Leaving aside the discussion on why ML may work in practice, let’s focus on why it does not work in theory. The answer is, because it extrapolates. Indeed, it is really impossible to sample a 784-dimensional space. What happens with 50,000 training points is that they form a tiny convex hull where each point is at the boundary and it is almost impossible to land a new point inside this cluster (see 2110.09485 and 2101.09849 for the details). Even if, for whatever reason, the model generalizes towards the new point it is actually a no-brainer task to find another point where it does not generalize.

This is where adversarial machine learning comes into play: it develops methods to find such points but also to deliver adversarial examples into the physical world where they trick machine learning setups in production. The core idea for the majority of the methods is very simple: you compute gradients of the ML setup and simply follow them. Thus, a major part of current research is to make machine learning setups robust against adversarial gradient attacks. This is where things are getting interesting.

You could, for example, “flatten” your ML setup gradient-wise.

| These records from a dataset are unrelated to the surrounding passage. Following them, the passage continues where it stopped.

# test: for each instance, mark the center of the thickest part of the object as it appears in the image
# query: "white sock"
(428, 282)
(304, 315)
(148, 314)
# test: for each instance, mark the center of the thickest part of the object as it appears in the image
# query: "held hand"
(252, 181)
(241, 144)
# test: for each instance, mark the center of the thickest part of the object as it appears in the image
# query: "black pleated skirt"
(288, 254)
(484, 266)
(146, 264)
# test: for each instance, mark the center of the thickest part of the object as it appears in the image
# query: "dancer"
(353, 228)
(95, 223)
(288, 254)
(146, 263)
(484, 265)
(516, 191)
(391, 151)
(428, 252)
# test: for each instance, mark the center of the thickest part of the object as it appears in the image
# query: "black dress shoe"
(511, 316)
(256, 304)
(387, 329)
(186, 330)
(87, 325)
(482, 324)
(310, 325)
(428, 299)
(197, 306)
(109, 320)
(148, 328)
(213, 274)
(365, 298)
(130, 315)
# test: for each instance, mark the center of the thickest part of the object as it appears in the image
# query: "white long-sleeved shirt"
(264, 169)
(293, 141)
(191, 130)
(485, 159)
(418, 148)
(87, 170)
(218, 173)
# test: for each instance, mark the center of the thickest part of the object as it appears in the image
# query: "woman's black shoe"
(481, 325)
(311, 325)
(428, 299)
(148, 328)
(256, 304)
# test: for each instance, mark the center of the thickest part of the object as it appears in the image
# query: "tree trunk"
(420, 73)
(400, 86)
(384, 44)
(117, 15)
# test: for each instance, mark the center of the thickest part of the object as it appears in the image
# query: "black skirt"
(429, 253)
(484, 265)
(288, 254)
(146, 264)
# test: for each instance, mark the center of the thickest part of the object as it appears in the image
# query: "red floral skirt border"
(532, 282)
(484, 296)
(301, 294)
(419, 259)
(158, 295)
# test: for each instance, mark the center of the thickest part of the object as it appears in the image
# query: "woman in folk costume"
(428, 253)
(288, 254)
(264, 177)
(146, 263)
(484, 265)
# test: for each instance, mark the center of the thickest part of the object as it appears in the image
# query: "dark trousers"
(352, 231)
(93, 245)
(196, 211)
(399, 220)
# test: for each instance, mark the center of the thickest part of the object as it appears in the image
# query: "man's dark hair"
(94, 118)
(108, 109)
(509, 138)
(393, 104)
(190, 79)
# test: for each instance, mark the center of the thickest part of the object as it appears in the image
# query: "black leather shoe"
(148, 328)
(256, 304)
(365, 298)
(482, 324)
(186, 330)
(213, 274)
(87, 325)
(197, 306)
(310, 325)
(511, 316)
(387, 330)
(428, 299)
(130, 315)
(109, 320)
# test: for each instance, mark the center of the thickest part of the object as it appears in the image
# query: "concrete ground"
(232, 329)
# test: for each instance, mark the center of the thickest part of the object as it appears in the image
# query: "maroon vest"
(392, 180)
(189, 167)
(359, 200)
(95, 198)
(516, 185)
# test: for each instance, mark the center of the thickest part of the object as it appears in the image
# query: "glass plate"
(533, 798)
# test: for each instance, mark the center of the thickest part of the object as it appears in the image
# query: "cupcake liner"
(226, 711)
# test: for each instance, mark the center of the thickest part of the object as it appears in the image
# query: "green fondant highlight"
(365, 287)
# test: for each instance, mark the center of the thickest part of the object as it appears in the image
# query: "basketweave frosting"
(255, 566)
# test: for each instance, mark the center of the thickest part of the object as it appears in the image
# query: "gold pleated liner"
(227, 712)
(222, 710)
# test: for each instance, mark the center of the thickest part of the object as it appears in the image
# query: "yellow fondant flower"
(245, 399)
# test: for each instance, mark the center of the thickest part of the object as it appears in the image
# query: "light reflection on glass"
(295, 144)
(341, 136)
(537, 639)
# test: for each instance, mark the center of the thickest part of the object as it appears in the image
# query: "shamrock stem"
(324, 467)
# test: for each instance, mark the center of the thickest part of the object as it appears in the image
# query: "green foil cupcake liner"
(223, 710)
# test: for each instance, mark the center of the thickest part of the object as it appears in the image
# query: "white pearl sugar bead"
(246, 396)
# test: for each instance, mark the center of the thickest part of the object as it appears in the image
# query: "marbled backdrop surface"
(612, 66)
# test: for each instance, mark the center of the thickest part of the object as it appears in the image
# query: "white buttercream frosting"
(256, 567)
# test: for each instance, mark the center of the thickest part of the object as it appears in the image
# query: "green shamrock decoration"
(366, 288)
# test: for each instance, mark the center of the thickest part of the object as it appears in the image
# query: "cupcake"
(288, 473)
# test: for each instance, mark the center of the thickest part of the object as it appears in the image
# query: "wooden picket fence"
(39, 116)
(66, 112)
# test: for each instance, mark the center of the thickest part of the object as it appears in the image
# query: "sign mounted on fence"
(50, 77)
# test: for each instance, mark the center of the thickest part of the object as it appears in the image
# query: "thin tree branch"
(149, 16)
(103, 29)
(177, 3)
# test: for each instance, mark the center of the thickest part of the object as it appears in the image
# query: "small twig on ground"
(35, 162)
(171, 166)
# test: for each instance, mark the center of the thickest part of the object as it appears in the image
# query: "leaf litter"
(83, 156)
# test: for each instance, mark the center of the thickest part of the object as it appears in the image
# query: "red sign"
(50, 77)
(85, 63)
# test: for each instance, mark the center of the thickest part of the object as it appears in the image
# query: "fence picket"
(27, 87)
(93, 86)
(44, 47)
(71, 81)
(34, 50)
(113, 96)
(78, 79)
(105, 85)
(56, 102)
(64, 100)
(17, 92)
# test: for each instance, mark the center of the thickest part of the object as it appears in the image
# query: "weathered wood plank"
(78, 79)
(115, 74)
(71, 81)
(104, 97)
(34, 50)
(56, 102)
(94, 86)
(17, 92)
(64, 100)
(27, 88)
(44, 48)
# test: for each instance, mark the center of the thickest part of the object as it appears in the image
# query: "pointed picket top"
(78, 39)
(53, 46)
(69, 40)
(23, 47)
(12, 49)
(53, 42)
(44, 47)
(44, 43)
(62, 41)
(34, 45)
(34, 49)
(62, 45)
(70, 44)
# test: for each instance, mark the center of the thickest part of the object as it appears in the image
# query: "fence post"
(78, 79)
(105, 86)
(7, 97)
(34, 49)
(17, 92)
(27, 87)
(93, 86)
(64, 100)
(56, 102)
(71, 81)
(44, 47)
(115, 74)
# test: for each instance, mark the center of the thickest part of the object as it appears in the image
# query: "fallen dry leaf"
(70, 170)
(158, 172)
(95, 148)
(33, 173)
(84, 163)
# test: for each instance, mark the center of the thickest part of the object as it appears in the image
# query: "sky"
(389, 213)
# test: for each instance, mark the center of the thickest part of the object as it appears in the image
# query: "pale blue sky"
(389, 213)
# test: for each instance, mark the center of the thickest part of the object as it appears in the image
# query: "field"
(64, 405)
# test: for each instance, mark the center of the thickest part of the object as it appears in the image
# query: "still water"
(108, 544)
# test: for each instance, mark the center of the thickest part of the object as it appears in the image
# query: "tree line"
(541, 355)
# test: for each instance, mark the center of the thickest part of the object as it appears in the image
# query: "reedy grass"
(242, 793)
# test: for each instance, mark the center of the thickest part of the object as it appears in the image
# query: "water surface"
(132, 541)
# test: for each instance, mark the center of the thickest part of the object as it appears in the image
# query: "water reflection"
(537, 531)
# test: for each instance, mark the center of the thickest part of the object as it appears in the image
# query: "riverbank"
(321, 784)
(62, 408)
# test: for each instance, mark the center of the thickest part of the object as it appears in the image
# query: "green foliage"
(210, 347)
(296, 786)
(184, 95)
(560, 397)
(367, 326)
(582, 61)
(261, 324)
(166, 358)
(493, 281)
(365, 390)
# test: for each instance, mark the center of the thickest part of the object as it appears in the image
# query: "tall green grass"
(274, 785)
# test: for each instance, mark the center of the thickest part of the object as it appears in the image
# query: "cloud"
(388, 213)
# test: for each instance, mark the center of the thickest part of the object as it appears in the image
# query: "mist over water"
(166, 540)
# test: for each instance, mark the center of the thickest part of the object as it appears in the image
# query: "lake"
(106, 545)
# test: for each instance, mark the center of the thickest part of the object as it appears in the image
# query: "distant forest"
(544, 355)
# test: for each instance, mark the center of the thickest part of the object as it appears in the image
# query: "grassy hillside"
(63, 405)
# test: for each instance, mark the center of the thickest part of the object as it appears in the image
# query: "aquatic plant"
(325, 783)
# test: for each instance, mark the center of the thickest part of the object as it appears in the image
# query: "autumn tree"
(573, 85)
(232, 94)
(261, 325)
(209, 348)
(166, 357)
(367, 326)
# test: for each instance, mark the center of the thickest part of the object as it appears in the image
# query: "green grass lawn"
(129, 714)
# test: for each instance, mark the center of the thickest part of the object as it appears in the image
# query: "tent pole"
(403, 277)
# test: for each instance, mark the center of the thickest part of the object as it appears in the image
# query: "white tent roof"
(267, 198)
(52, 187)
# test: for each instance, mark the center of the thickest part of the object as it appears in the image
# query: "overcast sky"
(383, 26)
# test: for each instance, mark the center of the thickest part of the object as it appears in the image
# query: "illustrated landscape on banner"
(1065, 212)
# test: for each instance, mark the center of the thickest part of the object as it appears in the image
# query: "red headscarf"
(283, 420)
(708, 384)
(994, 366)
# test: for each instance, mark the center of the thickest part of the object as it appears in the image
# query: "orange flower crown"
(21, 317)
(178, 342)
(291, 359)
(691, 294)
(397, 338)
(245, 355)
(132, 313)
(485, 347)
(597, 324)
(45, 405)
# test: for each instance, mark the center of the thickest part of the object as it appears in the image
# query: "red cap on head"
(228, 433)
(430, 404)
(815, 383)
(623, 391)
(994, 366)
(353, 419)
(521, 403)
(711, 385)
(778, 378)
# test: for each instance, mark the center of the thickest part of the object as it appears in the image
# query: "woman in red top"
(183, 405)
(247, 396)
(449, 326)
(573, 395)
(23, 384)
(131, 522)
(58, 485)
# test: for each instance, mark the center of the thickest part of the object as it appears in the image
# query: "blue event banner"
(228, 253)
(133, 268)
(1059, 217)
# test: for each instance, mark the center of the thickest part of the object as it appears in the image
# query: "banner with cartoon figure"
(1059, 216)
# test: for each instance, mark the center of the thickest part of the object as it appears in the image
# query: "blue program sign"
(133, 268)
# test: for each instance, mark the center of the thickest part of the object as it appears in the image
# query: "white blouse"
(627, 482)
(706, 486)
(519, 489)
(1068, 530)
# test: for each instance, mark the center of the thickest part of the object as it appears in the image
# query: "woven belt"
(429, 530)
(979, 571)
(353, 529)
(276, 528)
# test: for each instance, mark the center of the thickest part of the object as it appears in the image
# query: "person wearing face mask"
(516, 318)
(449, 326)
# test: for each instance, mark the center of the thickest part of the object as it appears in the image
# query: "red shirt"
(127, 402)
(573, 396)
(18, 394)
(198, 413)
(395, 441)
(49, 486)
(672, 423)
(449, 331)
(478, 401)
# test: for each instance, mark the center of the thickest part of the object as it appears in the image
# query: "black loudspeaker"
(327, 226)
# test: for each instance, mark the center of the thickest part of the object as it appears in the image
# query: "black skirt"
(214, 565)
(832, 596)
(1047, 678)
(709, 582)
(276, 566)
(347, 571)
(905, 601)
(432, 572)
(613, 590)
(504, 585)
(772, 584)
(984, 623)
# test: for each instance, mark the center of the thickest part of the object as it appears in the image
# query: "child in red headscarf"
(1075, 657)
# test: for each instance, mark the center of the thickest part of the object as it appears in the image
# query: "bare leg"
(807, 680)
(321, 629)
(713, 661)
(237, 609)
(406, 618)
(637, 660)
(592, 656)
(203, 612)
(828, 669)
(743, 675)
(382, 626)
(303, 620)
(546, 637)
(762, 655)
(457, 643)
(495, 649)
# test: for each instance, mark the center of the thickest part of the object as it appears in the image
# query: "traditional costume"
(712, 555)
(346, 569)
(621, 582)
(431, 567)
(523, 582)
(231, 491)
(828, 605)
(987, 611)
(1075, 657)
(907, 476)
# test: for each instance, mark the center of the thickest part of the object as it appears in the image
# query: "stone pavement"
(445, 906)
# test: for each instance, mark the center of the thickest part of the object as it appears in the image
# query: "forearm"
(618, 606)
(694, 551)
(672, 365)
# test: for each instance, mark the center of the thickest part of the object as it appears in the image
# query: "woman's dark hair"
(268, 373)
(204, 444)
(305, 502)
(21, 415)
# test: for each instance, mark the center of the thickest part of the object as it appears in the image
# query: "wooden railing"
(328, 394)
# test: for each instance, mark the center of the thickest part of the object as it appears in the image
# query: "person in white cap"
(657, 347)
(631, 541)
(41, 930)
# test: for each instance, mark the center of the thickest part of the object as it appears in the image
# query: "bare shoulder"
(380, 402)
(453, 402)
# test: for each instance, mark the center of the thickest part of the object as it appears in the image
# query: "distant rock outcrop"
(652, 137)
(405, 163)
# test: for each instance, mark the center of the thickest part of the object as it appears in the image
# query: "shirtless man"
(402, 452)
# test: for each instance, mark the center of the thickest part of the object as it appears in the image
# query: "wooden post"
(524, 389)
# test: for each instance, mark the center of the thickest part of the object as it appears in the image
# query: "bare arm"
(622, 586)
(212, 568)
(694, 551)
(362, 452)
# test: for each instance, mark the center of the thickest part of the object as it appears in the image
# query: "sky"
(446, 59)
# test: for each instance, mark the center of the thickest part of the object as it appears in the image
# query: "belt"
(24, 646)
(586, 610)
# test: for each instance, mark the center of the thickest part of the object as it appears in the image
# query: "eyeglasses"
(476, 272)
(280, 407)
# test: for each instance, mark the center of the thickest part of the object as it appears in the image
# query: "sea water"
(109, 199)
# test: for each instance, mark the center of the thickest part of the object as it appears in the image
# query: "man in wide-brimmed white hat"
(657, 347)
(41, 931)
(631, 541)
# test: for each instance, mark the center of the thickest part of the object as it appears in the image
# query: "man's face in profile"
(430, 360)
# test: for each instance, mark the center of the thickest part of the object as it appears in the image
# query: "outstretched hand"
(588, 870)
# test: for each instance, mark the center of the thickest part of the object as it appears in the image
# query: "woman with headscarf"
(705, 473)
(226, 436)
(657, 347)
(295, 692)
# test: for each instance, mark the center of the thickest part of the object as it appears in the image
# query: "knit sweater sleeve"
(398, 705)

This usually imposes a strong regularization during the training. Such models have higher training and test set errors but they are also less expressive (this can be easily seen from the linear regression example).

Another approach is to use a more educated model guess with fewer parameters to optimize. Here you face another dilemma: if you are smart enough to propose such models then you might not need machine learning at all.

Finally, you could make a machine learning function non-analytic. While this may seem promising at first glance, non-analytic functions are very difficult to optimize. Typically, the machine learning function is analytic while training and some sort of noise layer is added afterwards. This is an ad-hoc solution to the problem: gradients can be averaged over multiple queries and exploited afterwards.

Thus, currently, the possibility of adversarial attacks seem to be an intrinsic property of machine learning: at least until “extrapolates but generalizes” situation determines the field.